The Stripe (2018) Software Engineering Efficiency Report says that developers dedicate around one-third of their professional time to handling tech debt. Although some degree of tech debt is natural and even unavoidable, letting it get unbridled can delay delivery, lower code quality, and restrict a team’s adaptability. We will examine in the next parts what tech debt is, why it matters, and how to prevent technical debt effectively before it becomes a major constraint.
What is Technical Debt in Software Development?
Wikipedia says, technical debt (or “code debt”, “design debt”) is “a qualitative description of the cost to maintain a system that is attributable to choosing an expedient solution for its development.” Tech debt essentially refers to the “extra work” a team generates for the future by making shortcuts today. Such decisions may then seem logical, particularly when faced with extreme corporate pressure or strict deadlines. However, as the program evolves and changes, its effects become more pronounced.
Usually, refactoring code, fixing repeating problems, improving documentation, and modernizing parts of the system that no longer fulfill current needs make up the repayment. Tech debt can drag development, raise costs, and lower general system reliability if not addressed.
Why Technical Debt Happens?
Technical debt rarely appears overnight. It usually builds up through a series of small, seemingly reasonable decisions made under pressure during software development. Common causes include:
– Regular requirements changes force teams to modify features without sufficiently updating the system architecture.
– Tight deadlines drive developers to give delivery speed over clean, maintainable code top importance.
– Inconsistent technical ability among team members causes poor design and implementation choices.
– Teams deliberately take shortcuts to ship faster, especially when creating MVPs or fighting for market share.
– Old or unsupported technologies raise operational expenses and demand for maintenance.
– Early “temporary” decisions, like copying already written code with the intent to refactor later, are postponed indefinitely because of fresh deadlines.
From day one, these elements can gently bring technical debt into a project. Many of these decisions appear sensible now, yet their long-range effects become evident as maintenance expenses rise and growth slows.
Types of Technical Debt

Three main types of tech debt
Intentional technical debt
This type of tech debt results from planned decisions to give speed or short-term commercial objectives precedence over code quality. Teams intentionally embrace subpar solutions to meet deadlines, send MVPs, or capture market opportunities. Though these decisions may be recorded and apparent, if not handled later, they could result in covert defects, performance problems, or security hazards.
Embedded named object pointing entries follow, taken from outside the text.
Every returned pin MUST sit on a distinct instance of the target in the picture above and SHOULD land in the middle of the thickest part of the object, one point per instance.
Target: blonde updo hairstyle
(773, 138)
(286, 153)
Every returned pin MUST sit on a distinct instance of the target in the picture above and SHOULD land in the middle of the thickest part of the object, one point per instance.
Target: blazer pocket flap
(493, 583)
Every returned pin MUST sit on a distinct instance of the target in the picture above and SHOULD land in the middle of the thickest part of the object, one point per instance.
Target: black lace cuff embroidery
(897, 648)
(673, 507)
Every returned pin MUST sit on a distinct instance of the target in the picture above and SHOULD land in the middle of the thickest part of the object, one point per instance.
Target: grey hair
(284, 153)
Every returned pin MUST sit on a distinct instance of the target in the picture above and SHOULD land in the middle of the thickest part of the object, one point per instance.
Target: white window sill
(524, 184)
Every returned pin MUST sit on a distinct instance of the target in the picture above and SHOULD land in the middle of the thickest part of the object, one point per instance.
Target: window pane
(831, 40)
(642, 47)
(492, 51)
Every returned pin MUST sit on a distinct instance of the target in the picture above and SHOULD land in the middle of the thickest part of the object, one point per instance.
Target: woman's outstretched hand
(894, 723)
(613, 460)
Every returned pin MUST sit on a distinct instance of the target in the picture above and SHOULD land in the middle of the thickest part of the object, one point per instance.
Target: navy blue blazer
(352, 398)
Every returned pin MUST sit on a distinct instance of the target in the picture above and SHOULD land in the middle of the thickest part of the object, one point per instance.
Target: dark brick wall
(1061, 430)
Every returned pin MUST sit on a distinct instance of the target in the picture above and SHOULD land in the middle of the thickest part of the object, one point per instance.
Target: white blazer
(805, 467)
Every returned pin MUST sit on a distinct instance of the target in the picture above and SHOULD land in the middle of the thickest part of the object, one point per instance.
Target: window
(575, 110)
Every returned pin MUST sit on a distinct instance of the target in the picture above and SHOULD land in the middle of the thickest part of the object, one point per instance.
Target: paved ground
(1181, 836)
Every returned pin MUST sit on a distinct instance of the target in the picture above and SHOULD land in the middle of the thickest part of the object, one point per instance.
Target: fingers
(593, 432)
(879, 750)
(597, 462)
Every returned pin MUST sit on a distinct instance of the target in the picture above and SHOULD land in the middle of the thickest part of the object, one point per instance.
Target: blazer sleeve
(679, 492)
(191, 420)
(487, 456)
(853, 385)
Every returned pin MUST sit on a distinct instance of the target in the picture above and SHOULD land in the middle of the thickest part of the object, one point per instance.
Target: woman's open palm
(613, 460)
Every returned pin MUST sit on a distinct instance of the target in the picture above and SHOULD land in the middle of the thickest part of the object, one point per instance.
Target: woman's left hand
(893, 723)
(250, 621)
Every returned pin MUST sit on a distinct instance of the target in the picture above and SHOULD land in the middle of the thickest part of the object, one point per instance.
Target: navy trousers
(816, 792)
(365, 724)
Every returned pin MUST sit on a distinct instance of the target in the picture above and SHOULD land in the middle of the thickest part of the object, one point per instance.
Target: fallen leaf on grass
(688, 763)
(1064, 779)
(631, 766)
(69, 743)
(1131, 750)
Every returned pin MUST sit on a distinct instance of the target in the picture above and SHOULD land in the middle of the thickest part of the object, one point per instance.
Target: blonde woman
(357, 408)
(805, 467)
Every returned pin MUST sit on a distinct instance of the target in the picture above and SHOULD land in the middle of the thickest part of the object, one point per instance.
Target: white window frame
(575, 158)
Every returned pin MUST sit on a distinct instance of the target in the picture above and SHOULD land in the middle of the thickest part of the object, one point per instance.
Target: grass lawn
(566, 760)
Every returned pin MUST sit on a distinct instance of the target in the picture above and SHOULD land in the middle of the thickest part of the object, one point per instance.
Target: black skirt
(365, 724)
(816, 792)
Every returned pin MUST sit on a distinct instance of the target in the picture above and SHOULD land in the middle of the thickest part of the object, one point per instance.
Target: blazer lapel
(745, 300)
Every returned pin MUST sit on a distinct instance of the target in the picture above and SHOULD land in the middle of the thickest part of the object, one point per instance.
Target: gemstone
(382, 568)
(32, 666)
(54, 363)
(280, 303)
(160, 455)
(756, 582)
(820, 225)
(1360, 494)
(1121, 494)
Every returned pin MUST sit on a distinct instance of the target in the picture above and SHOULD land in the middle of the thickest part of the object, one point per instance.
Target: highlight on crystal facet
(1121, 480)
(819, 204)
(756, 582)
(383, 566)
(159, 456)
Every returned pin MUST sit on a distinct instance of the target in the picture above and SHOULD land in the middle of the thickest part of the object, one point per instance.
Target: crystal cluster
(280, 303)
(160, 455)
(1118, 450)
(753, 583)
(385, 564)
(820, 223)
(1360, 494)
Unintentional technical debt
Often, under pressure, unintentional code debt arises. It comes from hasty development, inadequate testing, limited technological understanding, or growing system complexity. Because difficulties might go undetected for a long period, progressively rendering the programme more difficult to maintain and develop, this kind of debt is very dangerous.
Environmental technical debt
This is the type of tech debt that develops from outside events instead of internal code choices. Updates to the operating system, changes to third-party APIs, dependency updates, or new security demands all raise maintenance costs even when the starting codebase is well-created. Stable software can evolve into a weak system over time due to these outside changes.
Beyond intent, design debt can also be classified according to its technical focus:
– Architectural debt: Resulting from inflexible or not scalable design of the system
– Code debt: Resulting from hasty implementations and erratic coding methods
– Infrastructure and DevOps debt: Related to antiquated deployment methods and tools.
– Process debt: Stemming from poor documents, cooperation, or procedures
– Security debt: Resulting from prioritizing protection measures and patching.
How Technical Debt Affects Software Projects
Though early speed advantages may offer some short-term benefits, long-term effects that impact not just the codebase but also expenses, team productivity, and business results abound. The table below summarizes how these effects usually show themselves in software projects.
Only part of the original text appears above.